For me bedtime doesn’t necessarily start at the moment I climb into bed. It starts when I decide that I’m done with the day and I’m going to move towards achieving that vegetative state. That moment usually comes at around 10pm.

Many years ago, when I was living on my own I had a semi-regular ritual that would involve chocolate and bourbon (yeah, that sounds much more interesting that it actually was, so maybe I’ll just leave it there with whatever mental picture you’re desperately trying to evict from your brain right now).At the moment bedtime effectively starts with what my wife and I call “Friends’o’clock”, which is when the reruns of Friends start on Foxtel (9:30pm to 10:30pm, if you were wondering). Once I decide to embark upon Friends’o’clock it means no more computer, no more domestic tasks, no more of anything constructive or energy-draining: it means the productive day has officially ceased.

Bedtime: part two

Vegetating in front of the TV naturally evolves into vegetating in bed and reading. Traditionally this would involve reading books, but during the last few years I became fairly ill-disciplined and allowed myself to get distracted by browsing the internet on my iDevice. This year I’m trying to make amends by getting back into proper reading.

Reading provides the real escape: the chance to properly escape your day and immerse yourself in someone else’s world. I think it’s important to have that tangible, mental break from whatever issues have taken up your day. It’s all too easy to switch the light off, put your head down, then find all the unresolved details of your day bouncing around, repeating and recreating themselves, giving you grief all over again.

I occasionally have trouble getting to sleep. Last night it was because I had a coffee at 5pm (it was a great coffee: it was totally worth it). Other nights it’s for no reason at all. I’ll go through days or weeks of taking hours to get to sleep, then weeks or months of sleeping just fine.

When I was much younger I used to, for want of a better phrase, play movies in my head to help me get to sleep: I’d put myself in an episode of The Six Million Dollar Man, or imagine I was Batman, etc. 

As it happens I do much the same now, except I think about the stories I plan to write (and let’s not come away from this thinking that my stories are just great for sending people to sleep!). Bedtime is when I get most of my best ideas: the idea for Colder Still came from me lying in bed listening to a dripping tap; Graves came from an image I woke up with of a gravestone in my front garden; there are numerous other instance where the idea has popped into my head during bedtime, or the full plot has magically congealed itself.

Bedtime: part aaargh!

There’s a slightly more sinister side to bedtime, which I’ll briefly go into here since I don’t have any other ideas about how to end this post.
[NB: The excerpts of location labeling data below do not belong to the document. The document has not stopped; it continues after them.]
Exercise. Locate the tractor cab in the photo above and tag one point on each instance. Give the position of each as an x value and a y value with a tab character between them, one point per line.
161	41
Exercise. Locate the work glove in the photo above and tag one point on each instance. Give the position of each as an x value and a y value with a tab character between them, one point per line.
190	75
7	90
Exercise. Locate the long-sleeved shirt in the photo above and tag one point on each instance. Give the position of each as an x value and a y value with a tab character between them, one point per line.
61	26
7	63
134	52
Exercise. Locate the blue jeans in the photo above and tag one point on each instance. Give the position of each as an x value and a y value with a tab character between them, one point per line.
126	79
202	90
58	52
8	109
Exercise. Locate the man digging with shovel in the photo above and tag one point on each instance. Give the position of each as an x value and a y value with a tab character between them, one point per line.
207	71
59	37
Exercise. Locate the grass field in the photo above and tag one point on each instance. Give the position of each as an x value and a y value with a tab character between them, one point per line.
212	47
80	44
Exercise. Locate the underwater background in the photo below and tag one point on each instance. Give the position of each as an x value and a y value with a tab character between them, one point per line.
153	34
Once the lights go off everything … changes. A noise outside becomes more pronounced, a creak inside becomes sinister. A doorbell or phone ringing would be utterly heart-stopping. These aren’t things that necessarily keep me awake (though I will dwell upon them if I happen to be awake) but they all become more intrusive once you’ve turned the light off and decided that it’s time for the day to end.
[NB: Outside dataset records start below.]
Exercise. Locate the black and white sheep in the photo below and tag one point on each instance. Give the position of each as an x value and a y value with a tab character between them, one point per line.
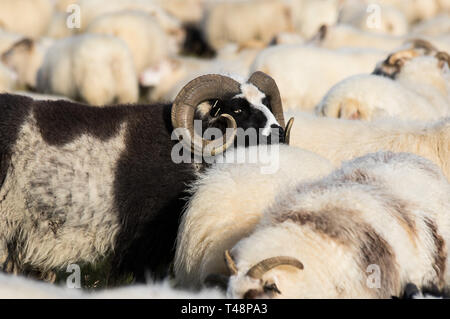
80	182
371	227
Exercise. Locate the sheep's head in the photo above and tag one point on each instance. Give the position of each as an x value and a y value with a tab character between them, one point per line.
394	63
231	108
257	282
19	58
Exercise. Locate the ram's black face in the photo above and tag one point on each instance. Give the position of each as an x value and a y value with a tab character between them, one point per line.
256	124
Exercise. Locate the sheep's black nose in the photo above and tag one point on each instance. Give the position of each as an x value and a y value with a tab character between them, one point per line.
277	134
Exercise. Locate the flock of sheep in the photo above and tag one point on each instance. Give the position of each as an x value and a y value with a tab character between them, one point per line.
362	190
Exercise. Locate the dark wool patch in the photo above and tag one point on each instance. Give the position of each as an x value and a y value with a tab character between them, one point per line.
440	256
14	110
346	228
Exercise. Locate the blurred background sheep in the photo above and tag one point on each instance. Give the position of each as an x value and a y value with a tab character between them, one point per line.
361	60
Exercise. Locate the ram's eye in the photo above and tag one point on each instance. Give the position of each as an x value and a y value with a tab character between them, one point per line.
271	288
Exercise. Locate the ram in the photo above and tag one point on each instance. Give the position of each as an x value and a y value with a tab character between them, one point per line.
80	182
414	88
365	231
339	140
227	202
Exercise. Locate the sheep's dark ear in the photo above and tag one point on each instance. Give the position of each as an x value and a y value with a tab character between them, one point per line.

Of course, these things also provide great prompts for stories …

Rescue

I would have been six years old when my Mum took me to Leicester Square (braving the impossibly tall and vertigo-inducing escalators of Leicester Square underground station) to see Star Wars. It definitely wasn’t the first film I ever saw but, as with many people of my generation, it was one of the first to make a lifelong impact.

Suddenly there were heroes, villains, princesses, spaceships – and a whole galaxy in which to fly them. There were insurmountable odds and terrific victories, death and rebirth, machines that you wanted to have as your best friends and heroes that could save the whole universe.

(It wasn’t until many years later that I started doing things like looking for the tape holding Carrie Fisher’s breasts down, or thinking: “A farmboy, a pirate, a walking rug and an old man taking on squadrons of enemy soldiers while trapped on the most technologically advanced battle station in the galaxy? They’re totally gonna die!”)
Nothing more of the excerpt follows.